Speech at the Annual Hotung Lecture 2011
7 January 2011 (Friday) at 3 pm
The Annual Hotung Lecture 2011
Welcoming Speech by Mrs Cherry Tse, JP
Permanent Secretary for Education
Professor Renzulli, Professor Reis, Mr Koo, Dr Tommis, distinguished guests, principals, teachers, ladies and gentlemen,
Good afternoon! It is very encouraging to see so many committed school principals, teachers and educators gathered here today for a valuable professional exchange. For all those working in the field of gifted education, Professor Renzulli and Professor Reis would be no strangers. Their work on the Three Ring Conception of Giftedness and the Enrichment Triad Model are must-know classics in the field.
Since the setting up of the HK Academy for Gifted Education, the Education Bureau has been working closely with this strategic partner to provide services to our gifted students as well as their teachers and parents. Enhancing gifted education-related professional development programmes is an integral part of our efforts, not least because of the importance of school-based approach in permeating gifted education in various Key Learning Areas. I feel encouraged by the impressive number of school principals and teachers in the audience.

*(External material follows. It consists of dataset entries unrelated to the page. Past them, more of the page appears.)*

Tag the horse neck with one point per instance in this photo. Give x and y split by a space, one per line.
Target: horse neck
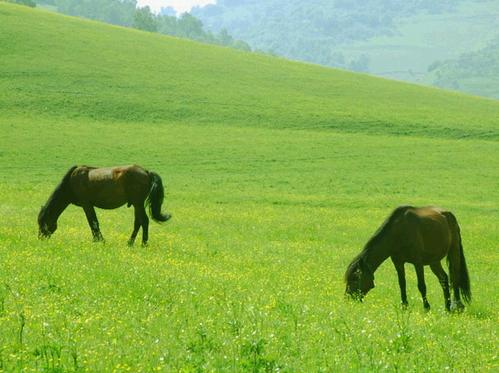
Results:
376 255
57 203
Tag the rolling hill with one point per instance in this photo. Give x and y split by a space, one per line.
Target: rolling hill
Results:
137 76
276 173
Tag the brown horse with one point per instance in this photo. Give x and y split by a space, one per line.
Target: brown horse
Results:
106 188
420 236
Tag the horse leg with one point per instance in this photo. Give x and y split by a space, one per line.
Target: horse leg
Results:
136 226
144 220
444 282
399 266
421 285
93 222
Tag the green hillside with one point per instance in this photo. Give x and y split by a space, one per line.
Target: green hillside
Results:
276 174
388 38
141 77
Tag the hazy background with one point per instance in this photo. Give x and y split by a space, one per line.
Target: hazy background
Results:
453 44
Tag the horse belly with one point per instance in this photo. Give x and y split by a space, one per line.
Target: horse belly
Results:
107 194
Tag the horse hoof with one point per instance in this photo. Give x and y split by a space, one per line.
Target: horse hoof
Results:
457 307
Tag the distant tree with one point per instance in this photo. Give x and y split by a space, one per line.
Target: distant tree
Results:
190 27
168 11
29 3
143 19
224 37
361 64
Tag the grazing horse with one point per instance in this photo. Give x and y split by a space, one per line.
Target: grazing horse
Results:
106 188
420 236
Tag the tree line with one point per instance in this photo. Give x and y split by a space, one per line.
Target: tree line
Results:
126 13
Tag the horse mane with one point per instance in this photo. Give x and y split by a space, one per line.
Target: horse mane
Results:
57 191
375 238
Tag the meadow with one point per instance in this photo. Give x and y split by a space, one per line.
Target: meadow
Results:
276 174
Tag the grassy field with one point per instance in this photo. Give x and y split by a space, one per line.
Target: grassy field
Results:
276 174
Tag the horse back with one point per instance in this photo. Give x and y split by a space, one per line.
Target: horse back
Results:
429 232
110 187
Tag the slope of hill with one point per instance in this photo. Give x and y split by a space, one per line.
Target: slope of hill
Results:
475 72
396 39
276 174
137 76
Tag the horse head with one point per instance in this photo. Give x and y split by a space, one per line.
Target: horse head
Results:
46 225
359 280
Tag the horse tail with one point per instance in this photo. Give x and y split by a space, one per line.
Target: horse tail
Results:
155 198
461 275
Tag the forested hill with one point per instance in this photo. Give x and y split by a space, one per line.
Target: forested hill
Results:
127 13
391 38
474 72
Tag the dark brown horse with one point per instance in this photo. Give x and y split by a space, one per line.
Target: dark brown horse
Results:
420 236
106 188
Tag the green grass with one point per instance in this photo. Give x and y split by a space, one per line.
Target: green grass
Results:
276 174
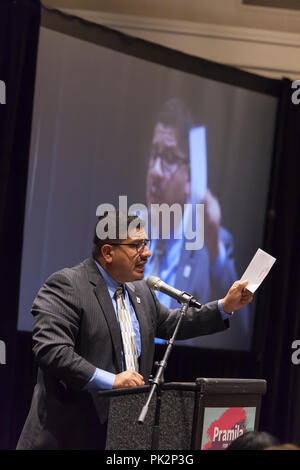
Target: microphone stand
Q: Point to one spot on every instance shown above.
(158, 379)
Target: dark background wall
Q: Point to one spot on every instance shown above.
(278, 308)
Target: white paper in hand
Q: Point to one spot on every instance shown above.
(257, 270)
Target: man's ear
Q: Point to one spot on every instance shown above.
(106, 252)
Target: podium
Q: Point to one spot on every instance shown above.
(207, 414)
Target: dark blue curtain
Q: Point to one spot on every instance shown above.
(19, 30)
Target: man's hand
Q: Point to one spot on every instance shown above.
(128, 378)
(236, 297)
(212, 220)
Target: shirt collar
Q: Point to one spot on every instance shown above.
(109, 281)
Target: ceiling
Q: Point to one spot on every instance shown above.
(244, 13)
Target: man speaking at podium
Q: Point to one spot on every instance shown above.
(94, 329)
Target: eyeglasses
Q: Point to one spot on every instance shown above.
(139, 246)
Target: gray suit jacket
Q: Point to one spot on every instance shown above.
(75, 331)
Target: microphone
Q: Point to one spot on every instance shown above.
(157, 284)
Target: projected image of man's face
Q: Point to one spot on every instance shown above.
(168, 179)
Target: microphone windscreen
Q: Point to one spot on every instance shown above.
(152, 282)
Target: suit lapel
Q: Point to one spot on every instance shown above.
(137, 303)
(107, 308)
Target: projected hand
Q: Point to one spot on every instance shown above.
(212, 220)
(128, 378)
(236, 297)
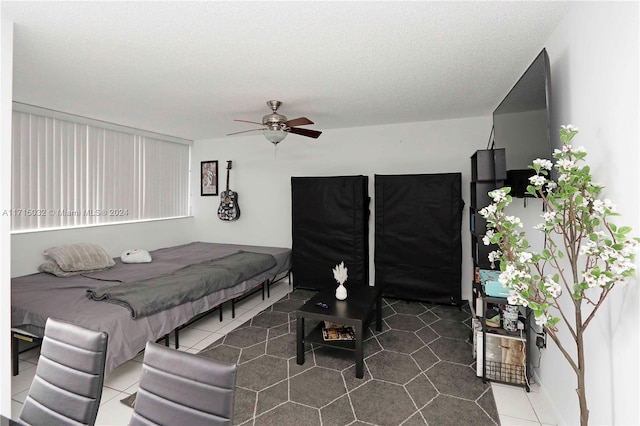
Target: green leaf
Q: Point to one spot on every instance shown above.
(624, 229)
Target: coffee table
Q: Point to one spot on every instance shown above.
(361, 305)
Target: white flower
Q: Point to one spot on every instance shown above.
(493, 257)
(549, 216)
(514, 220)
(542, 320)
(565, 164)
(525, 257)
(589, 279)
(488, 211)
(498, 195)
(340, 273)
(543, 163)
(569, 128)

This Annual Hotung Lecture, organised by the Academy, provides a very good opportunity for educators to engage in quality exchange with world renowned scholars in gifted education. In the lecture, Professor Renzulli will share with us his insights on the unique aspects and benefits of gifted education and redefine its role in the 21st century. Professor Reis will present evidence-based research about ways that gifted education programmes can profoundly influence the lives of gifted students.
As Alexander Graham Bell, the great inventor of telephony, says, “Great discoveries and improvements invariably involve the cooperation of many minds.” I am sure that the takeaway today will transcend far beyond the time and the physical confines of this lecture. The reflections, professional dialogue and collaboration that today’s lecture will trigger will, I am sure, help us take a critical look of what we have been doing and how it may be refined for greater effectiveness.
Before closing, I would like to thank the Board and the Executive of the Academy which, under the committed and capable leadership of Mr. Irving Koo, has much enhanced the awareness and knowledge of gifted education in Hong Kong. Our gratitude must also go to the stars of today – Professor Renzulli and Professor Reis – for their professional sharing and of course to you, my fellow members of the audience for your commitment to, and support for, gifted education.
Last but not least, a Happy and Wonderful New Year to you all!